Lattice Semiconductor Corporation, the low-power programmable leader, launched Lattice Sentry 2.0, the latest version of its solutions stack for security system control. The solutions stack allows next-generation hardware Root-of-Trust (HRoT) solutions compliant with NIST Platform Firmware Resiliency (PFR) Guidelines and supports 384-bit encryption.
This new version from Lattice Sentry handles the rapidly evolving security requirements of current and emerging server platforms by facilitating developers with an efficient and secure way to quickly implement the enhanced system and cryptographic applications. The stack empowers firmware security for the communications, automotive, computing, industrial, and smart consumer markets.

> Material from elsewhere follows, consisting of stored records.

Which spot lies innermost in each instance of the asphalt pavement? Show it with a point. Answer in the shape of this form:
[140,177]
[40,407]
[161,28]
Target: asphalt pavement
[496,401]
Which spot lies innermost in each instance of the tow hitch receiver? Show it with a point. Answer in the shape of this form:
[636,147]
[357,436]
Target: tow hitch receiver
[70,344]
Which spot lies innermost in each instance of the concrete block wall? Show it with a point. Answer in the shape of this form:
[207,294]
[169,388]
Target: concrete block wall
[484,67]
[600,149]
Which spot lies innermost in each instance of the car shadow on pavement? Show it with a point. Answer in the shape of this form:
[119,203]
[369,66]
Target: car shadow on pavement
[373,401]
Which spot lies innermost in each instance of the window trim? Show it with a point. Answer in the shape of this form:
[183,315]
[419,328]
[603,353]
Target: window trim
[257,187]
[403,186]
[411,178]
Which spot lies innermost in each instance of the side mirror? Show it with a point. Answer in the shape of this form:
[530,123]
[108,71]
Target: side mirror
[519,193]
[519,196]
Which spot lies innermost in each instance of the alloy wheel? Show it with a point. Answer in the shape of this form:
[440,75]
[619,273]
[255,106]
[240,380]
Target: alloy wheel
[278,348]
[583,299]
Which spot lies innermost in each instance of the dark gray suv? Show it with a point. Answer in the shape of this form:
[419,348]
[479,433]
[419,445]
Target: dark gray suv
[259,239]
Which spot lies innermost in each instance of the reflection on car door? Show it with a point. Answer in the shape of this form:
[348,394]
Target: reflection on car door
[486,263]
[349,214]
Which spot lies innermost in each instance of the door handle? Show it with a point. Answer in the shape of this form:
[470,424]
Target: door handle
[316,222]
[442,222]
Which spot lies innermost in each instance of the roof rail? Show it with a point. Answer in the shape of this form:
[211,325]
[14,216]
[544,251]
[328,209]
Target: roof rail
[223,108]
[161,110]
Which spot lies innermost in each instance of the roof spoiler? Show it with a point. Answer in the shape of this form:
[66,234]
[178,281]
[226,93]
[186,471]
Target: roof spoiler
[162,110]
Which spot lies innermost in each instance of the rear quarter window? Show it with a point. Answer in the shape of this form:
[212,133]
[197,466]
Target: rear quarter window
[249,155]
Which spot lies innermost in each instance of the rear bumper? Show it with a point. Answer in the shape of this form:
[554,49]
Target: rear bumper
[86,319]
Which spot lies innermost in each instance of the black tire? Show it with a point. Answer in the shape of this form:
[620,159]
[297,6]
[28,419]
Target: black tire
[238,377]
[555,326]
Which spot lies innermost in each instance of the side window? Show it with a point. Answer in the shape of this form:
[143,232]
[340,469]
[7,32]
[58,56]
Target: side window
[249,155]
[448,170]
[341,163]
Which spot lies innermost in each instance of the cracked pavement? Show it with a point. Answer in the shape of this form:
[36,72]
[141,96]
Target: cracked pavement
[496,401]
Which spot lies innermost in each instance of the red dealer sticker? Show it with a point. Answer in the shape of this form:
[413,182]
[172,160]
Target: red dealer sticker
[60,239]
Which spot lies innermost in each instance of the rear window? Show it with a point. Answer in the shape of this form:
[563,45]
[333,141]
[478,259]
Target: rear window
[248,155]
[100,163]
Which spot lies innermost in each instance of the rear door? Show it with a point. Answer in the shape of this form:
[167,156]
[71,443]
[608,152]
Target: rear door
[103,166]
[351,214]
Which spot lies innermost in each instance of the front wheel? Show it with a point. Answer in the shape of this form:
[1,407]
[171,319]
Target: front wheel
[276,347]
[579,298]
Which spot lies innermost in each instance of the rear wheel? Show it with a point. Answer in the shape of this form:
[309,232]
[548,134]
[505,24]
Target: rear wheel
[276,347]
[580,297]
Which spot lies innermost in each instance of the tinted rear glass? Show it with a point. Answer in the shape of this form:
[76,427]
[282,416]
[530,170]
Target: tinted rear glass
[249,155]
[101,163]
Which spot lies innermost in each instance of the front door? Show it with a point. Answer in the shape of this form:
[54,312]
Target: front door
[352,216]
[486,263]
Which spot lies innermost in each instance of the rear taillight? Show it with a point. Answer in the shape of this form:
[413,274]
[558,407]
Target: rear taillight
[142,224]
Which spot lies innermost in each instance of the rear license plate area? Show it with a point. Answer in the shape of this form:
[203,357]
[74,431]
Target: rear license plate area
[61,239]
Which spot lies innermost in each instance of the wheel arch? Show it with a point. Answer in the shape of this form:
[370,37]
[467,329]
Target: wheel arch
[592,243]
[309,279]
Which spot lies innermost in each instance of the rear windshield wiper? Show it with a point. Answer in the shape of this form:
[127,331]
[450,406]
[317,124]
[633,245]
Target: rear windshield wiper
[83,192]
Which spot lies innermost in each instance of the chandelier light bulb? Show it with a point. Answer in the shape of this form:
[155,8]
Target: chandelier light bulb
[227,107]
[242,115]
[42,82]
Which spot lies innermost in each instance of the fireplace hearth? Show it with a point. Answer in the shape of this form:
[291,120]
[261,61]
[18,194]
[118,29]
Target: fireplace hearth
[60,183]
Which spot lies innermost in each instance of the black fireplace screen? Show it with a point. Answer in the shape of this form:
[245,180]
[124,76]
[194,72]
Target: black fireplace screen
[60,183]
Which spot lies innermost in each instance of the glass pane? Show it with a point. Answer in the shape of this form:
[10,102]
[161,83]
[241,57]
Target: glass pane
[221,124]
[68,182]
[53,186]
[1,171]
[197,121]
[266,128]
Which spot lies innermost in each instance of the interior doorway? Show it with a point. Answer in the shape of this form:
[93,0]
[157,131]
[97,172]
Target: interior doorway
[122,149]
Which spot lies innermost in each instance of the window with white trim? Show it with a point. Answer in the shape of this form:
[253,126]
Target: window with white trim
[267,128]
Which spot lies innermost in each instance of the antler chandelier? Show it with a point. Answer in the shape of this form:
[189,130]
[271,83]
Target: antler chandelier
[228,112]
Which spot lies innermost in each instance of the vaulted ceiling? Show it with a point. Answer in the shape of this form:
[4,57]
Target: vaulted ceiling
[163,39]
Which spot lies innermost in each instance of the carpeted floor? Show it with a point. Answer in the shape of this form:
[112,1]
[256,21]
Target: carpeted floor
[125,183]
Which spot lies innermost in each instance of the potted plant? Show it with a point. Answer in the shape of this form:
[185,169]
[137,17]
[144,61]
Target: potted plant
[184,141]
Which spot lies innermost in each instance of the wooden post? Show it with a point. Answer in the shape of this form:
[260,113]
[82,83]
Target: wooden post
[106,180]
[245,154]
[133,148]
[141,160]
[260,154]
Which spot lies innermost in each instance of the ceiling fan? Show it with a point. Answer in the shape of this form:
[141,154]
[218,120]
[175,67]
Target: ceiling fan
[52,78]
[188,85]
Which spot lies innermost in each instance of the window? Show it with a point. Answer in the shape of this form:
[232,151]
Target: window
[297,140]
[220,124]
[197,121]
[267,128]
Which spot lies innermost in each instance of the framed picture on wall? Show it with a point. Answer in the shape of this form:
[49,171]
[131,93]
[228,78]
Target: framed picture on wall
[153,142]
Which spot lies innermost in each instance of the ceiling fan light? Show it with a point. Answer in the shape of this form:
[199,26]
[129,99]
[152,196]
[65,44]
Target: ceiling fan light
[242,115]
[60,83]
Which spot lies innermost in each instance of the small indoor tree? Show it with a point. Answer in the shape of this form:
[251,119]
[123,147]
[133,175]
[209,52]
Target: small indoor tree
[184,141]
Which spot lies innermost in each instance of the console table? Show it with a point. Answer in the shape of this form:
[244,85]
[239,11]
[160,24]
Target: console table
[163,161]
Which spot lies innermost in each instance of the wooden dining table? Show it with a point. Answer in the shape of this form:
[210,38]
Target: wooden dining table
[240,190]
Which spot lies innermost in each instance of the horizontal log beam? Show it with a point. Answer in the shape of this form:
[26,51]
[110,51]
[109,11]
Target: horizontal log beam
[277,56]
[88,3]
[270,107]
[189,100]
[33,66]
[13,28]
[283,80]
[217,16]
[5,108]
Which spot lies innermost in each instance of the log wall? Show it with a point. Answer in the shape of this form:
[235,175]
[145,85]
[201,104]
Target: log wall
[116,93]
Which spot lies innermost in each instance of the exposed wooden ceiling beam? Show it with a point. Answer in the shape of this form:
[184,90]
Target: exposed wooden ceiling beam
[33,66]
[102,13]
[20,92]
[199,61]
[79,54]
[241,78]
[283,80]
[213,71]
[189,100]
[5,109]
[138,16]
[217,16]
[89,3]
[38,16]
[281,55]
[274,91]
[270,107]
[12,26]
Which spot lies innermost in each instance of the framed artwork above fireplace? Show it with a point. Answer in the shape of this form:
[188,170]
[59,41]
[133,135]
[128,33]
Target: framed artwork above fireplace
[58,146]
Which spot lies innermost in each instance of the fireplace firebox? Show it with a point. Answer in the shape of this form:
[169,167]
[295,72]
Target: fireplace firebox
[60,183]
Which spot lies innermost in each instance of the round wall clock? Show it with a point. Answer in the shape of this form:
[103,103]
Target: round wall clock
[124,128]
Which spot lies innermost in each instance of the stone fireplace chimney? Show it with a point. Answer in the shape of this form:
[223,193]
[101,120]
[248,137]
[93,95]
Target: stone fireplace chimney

As a cloud service provider group, the Cloud Security Industry Summit (CSIS) works toward industry alignment on best-of-breed security solutions. CSIS mentioned in a whitepaper it had authored collaboratively with the Open Compute Project (OCP), “Firmware represents a significant threat vector for computer systems, appliances, and associated infrastructure. If the first code that executes on a device when it powers on were to become compromised, then the entire system can and should no longer be trusted as secure. Firmware can be compromised through malicious attacks or unintentionally.”
“Staying on top of evolving cybersecurity threats is a constant struggle for most organizations. To help them keep pace, Lattice is committed to the ongoing improvement of the security, performance, and ease-of-use capabilities of our Sentry stack,” said Eric Sivertson, Vice President of Security Business, Lattice Semiconductor. “Lattice is a long-time leader in server control solutions, and Lattice control PLDs are the first-on/last-off component in many servers currently in service. With the Sentry stack, developers can easily add support for strong firmware security to system control applications based on Lattice secure control PLDs, creating an ideal platform to establish an HRoT to validate the legitimacy of all firmware instances in a system.”
The newly launched Lattice Sentry 2.0 Key features include:
- Heightened security – The Sentry solutions stack supports the Lattice Mach NX secure control FPGA and a protected enclave IP block that enables 384-bit cryptography (ECC-256/384 and HMAC-SHA-384) to secure Sentry-protected firmware against unauthorized access in a better way. Supporting 384-bit crypto is a must for many next-generation server platforms.
- 4x faster pre-boot authentication – Sentry 2.0 supports faster ECDSA (40 ms), QSPI performance (64 MHz), and SHA (up to 70 Mbps). These features allow Sentry 2.0 to deliver faster boot times to minimize system downtime and thus minimize exposure to attempted attacks on firmware during the boot process.
- Ability to monitor up to five firmware images in real-time – With the further extension of the PFR-compliant HRoT enabled by Lattice Sentry, the stack does real-time monitoring of up to five mainboard components in a system at boot and during ongoing operation. Competing MCU-based security solutions, as an example, lack the processing performance to monitor that many elements in real-time properly.